Merely avoiding the wreckage of two massive pileups suggested that perhaps the hand of Providence was in the passenger seat Sunday for Aric Almirola’s first career NASCAR Sprint Cup triumph.
And then the skies above the Coke Zero 400 at Daytona International Speedway opened, cutting short the race after 112 of the 160 planned laps and clinching victory and a likely berth in the circuit’s postseason Chase.
Almirola, the 43rd driver of the famed No. 43, drove into Victory Lane on the 30th anniversary of the “King” Richard Petty’s last victory in the car, which was sponsored by the U.S. Air Force on Independence Day weekend.
“Yeah, I was doing a lot of hard-core praying, hoping that the good Lord would just open the skies up and let it rain,” Almirola said. “I still think that we had a good enough car to have a shot to go up there” had it stopped raining.
“I don’t think this was handed to us by any means, so let me be very clear on that. Those last two restarts … those guys, they didn’t just let me go. They saw the rain coming, too, and we were all racing for it, and we just had a really fast car.”
Almirola had to navigate his Ford Fusion around Kurt Busch and hold off a hard-charging Brian Vickers to be in the best position when officials called off the race.
Even more special for Almirola was the location. Born on a U.S. Air Force base in Panama, Almirola moved as a youngster and grew up near Daytona, where he was a regular in the grandstands for the annual Daytona 500.
“Me and my family have loaded up every Christmas night after we’d eat Christmas dinner and we’d drive over here and get ready for Kart Week from the time I was 8 years old,” Almirola said. “I’d race right outside this racetrack … and just dreamed about what it would be like to have a chance to race at the highest level at this racetrack.”
Almirola became Sprint Cup’s 11th winner and moved up in priority in the Chase. Winners are all but guaranteed a place in the postseason.
The significance of Almirola’s triumph extends beyond his personal ambitions, of course.
The victory broke the decades-long drought of the No. 43, the car of NASCAR’s most notable figure, Richard Petty. The No. 43 hadn’t won since John Andretti won in Martinsville in 1999.
Petty’s last victory — his 200th — was July 4, 1984, in front of President Ronald Reagan, who was in the midst of a re-election campaign.
Only Dale Earnhardt Sr. has won as many series championships — seven — as Petty, who had almost 1,200 race starts in a 35-year career that began in 1959.
Petty, who recently turned 77, was at the racetrack Sunday, but left early.

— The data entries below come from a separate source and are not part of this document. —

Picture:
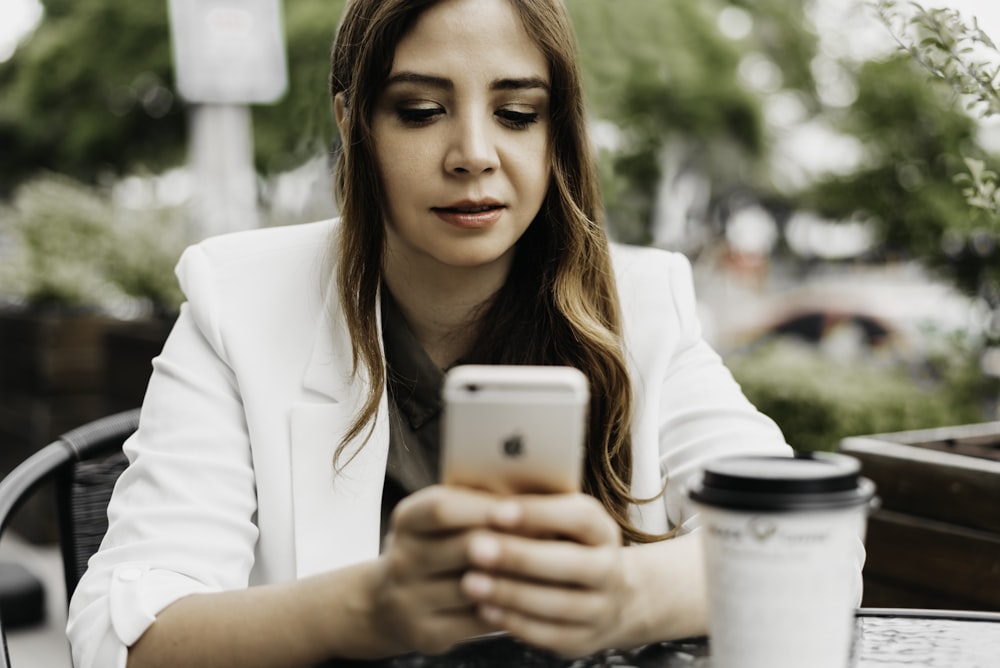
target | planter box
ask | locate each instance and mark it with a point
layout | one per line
(934, 542)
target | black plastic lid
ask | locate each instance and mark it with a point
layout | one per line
(810, 481)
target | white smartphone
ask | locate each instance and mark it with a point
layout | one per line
(514, 429)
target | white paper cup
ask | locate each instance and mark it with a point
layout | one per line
(782, 538)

“Well, 30 years ago is history and today is future,” Petty said. “Today is today.”
Said Almirola: “It’s really cool to know all that history and to realize that the 43 car is without a doubt the most famous car in our sport’s history. And to have that opportunity to drive that race car has been really special from the day that I stepped foot in it.
“All I wanted to do from the very first time I drove it was get it to Victory Lane. It took two and a half years, I guess, but I finally did it.”